In case there’s any doubt about the thoroughness of children’s social indoctrination in white, male-dominated America let me quote three letters from first graders in Texas in April this year (1992). They had had Koala Lou read to them by a visiting researcher who had taken into the classroom a toy koala which they had all held. It should be noted here that the three main characters in Koala Lou are very obviously female and that a refrain from a mother to a child: “Koala Lou, I DO love you!” is repeated many times throughout the story. The word ‘he’ never appears in my text. Here are the first graders’ reactions:

1. Dear Ms. Fox, I liked your book. It is good. It is the best one I’ve ever seen, It is about a koala that is in a race. He is fast and he got second place. Sincerely Hamilton

2. Dear Mr. [sic] Fox, I liket the book that Dr. Braune read the books name was Koala Lou I Do Love You. The little Koala I liket the best he was funny I liket whan he climde the tree I liket the mom she was funny to we got to hug the koala he had soft fere I liket the book thinck you for sharing it Your Friend Ashley

3. Dear Ms. Fox I enjoy books I liked Koala Lou I Do Love You! I like the koala bear he did every thing he could but his mrother stil love him! You are interesting I thingk I will bey one of my own. Do you like to wright? I like the the [sic] way he sayd “Koala Lou I Do Love You” Happy Easter Your friend, Kathryn

It’s alarming to see that in the the lives of these children this sexist assumption has already been established: anyone who is dominant or interesting in a story must be male. In Kathryn’s life, by the age of six, even mothers are seen to be male as soon as they achieve any role of importance in a story.

Why do I bother to write for children, with all the hazards of political correctness that confront me. Where’s the pleasure in it? The ultimate joy?

I write for children because my first book, Possum Magic, was such a surprising success (850,000 copies sold) that I was encouraged to write another one. And then another, and so on. I don’t find it easy. Koala Lou has only 410 words but it was re-drafted 49 times over two years. I continue to write because positive reactions still greet my efforts. On the Trumpet Club video about me and my books there’s a child who squeals with laughter over the ending of Night Noises. He laughs and laughs and laughs. It’s adorable and very encouraging. And of course there are letters like this that keep me going and send me back to my desk to write again:

To Mem Fox

I like your books because they are interesting. Without your books we would be reading real boring books. So that’s why I like your books.

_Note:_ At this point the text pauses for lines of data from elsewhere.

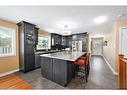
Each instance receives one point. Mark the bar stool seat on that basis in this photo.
(83, 63)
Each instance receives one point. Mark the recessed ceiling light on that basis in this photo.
(66, 31)
(71, 24)
(100, 19)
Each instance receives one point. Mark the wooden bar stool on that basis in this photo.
(84, 66)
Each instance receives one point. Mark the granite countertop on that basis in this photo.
(44, 52)
(70, 56)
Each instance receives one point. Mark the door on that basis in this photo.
(97, 46)
(124, 41)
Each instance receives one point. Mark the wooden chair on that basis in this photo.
(84, 66)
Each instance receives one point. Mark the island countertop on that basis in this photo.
(70, 56)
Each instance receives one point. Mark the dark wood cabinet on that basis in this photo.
(66, 41)
(28, 37)
(56, 39)
(69, 41)
(84, 37)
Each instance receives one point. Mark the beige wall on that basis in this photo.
(10, 63)
(111, 51)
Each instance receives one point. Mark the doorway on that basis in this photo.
(123, 41)
(97, 46)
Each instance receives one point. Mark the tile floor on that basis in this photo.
(101, 77)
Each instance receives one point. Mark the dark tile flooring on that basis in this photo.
(101, 77)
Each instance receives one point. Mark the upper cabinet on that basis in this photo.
(56, 39)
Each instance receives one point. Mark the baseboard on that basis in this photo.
(114, 72)
(10, 72)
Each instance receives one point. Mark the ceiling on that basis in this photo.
(53, 18)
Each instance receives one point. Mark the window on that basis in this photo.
(7, 41)
(43, 42)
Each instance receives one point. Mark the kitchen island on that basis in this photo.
(58, 67)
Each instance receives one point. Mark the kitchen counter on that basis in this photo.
(70, 56)
(45, 52)
(58, 67)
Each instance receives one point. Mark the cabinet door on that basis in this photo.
(46, 67)
(29, 62)
(60, 71)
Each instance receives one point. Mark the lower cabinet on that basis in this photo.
(57, 70)
(46, 67)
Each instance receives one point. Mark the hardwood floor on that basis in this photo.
(101, 77)
(13, 82)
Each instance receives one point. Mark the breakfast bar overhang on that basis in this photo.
(58, 67)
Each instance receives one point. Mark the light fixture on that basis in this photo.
(66, 31)
(100, 19)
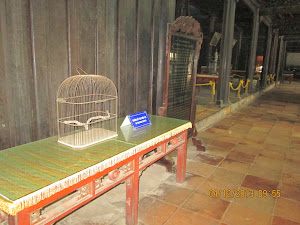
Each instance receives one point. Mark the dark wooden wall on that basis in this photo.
(43, 41)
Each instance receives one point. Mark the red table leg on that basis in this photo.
(181, 160)
(132, 195)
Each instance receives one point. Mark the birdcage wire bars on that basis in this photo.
(86, 110)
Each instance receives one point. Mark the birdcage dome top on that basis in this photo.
(85, 85)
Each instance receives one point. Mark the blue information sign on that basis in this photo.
(137, 120)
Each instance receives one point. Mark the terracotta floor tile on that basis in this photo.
(293, 156)
(291, 178)
(291, 167)
(289, 191)
(229, 138)
(255, 200)
(216, 188)
(191, 181)
(209, 159)
(269, 163)
(248, 149)
(287, 209)
(295, 140)
(258, 183)
(155, 212)
(241, 215)
(281, 221)
(198, 168)
(227, 176)
(282, 141)
(206, 206)
(240, 157)
(260, 171)
(272, 154)
(220, 132)
(171, 194)
(262, 129)
(222, 144)
(223, 127)
(256, 138)
(213, 150)
(184, 217)
(235, 166)
(277, 148)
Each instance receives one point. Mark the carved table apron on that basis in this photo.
(43, 181)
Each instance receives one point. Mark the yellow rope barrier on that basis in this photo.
(247, 83)
(213, 88)
(237, 88)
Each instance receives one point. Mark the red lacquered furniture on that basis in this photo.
(43, 181)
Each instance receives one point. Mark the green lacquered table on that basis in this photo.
(34, 176)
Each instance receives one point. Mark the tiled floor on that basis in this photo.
(205, 105)
(250, 156)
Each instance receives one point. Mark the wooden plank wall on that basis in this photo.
(42, 43)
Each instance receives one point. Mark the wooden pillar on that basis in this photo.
(226, 51)
(238, 50)
(267, 57)
(279, 59)
(274, 52)
(210, 35)
(253, 47)
(161, 55)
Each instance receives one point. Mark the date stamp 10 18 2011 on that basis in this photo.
(231, 193)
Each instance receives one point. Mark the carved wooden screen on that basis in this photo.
(183, 48)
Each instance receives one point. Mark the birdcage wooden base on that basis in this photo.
(64, 202)
(86, 138)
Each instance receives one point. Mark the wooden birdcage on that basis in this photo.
(86, 110)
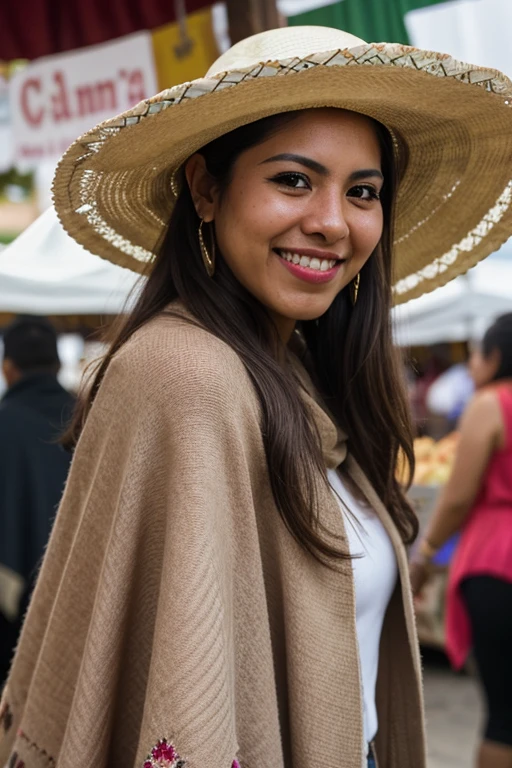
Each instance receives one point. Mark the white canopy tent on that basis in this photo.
(460, 310)
(45, 272)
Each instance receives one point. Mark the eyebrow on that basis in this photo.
(313, 165)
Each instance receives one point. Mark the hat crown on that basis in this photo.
(283, 43)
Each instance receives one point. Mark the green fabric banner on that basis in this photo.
(371, 20)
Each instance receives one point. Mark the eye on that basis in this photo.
(292, 180)
(364, 192)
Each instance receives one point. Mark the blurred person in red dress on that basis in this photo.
(477, 500)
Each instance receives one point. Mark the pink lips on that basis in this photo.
(310, 275)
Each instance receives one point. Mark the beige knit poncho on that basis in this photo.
(174, 604)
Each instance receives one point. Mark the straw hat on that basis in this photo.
(113, 189)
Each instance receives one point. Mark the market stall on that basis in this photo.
(46, 272)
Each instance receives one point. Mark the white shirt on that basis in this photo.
(375, 574)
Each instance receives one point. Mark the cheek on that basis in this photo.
(367, 233)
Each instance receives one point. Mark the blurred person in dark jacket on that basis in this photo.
(33, 466)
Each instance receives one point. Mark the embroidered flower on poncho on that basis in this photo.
(164, 755)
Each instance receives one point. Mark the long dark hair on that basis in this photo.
(499, 338)
(350, 349)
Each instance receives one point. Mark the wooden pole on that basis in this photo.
(247, 17)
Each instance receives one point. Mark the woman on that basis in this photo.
(478, 501)
(227, 582)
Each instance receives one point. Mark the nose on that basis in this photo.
(325, 217)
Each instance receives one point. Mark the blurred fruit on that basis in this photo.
(434, 461)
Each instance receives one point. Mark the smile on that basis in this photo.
(310, 268)
(308, 261)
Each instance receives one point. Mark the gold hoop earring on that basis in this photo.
(355, 288)
(208, 259)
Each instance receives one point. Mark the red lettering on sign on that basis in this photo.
(60, 102)
(97, 97)
(31, 115)
(136, 90)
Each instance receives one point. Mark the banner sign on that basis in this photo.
(6, 151)
(56, 99)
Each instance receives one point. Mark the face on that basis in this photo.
(483, 369)
(301, 214)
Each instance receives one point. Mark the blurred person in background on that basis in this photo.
(33, 466)
(478, 501)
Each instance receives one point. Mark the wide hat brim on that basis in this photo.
(113, 191)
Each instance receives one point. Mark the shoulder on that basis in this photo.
(484, 403)
(173, 356)
(483, 413)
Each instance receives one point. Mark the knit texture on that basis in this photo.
(174, 604)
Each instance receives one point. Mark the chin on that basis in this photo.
(311, 311)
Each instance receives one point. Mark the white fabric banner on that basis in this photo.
(57, 98)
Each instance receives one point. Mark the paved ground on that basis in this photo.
(453, 716)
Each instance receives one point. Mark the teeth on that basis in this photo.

Which brings me to the reading and writing children do in school: “Without your books we would be reading real boring books.” Don’t tell me Emma: you’re in a basal-and-worksheet classroom struggling to come to terms with literacy. You read texts that make you and your poor teacher – did you ever think of that? – die of boredom. You can’t see the point of learning to read as you plough through carefully graded materials published by people who think your teacher’s too dumb to think for herself – too dumb to help you to learn to read by using real books like Koala Lou. And I bet you never get a chance to write so that, like me, positive reactions greet your efforts; so that, like me, kids laugh and laugh over your endings. Poor Emma. Perhaps you’ll be lucky next year and have a whole language teacher instead.

“A whole language teacher?” you ask. “What’s that?”

I’m a whole language teacher, Emma, so I’ll explain what I mean by telling you about my beliefs and about why I read and write, and how I teach, and why I continue to learn.

What is ‘whole language’? It’s real language, nothing more, Nothing less. It’s not a new and magic thing: we’ve used it in our everyday lives from the moment we were born. The problem is that in school we have used, and still use, incredibly stupid ways of teaching language. By using basal readers and worksheets we have messed about with its separated parts, its bits and pieces instead of its wholeness. It’s a method that hasn’t given us much help in learning how to use language for real purposes. Real language has never been, is not and will never be developed to anywhere near its full potential by the use of the worksheet/basal reader approach.

Speaking of which, any of the many publishers of worksheets or basals who have the gall to claim that they have now published a whole language program deserve to be hung, drawn and quartered right here, right now, in public. There is no possibility at all of there ever being such a thing as a published ‘whole language’ program. It’s a straight out contradiction in terms; it enrages me, particularly when they include in their misguided zeal any kind of work-sheet, teacher-guide or graded activity. Whole language simply means reading real books and writing real texts for real reasons. What we need from publishers – if only they were bright enough to follow our lead, we ‘dumb’ teachers – is divine, real books for children to enjoy; what we need is books, books and more gorgeous books, not more programs, for heaven’s sake.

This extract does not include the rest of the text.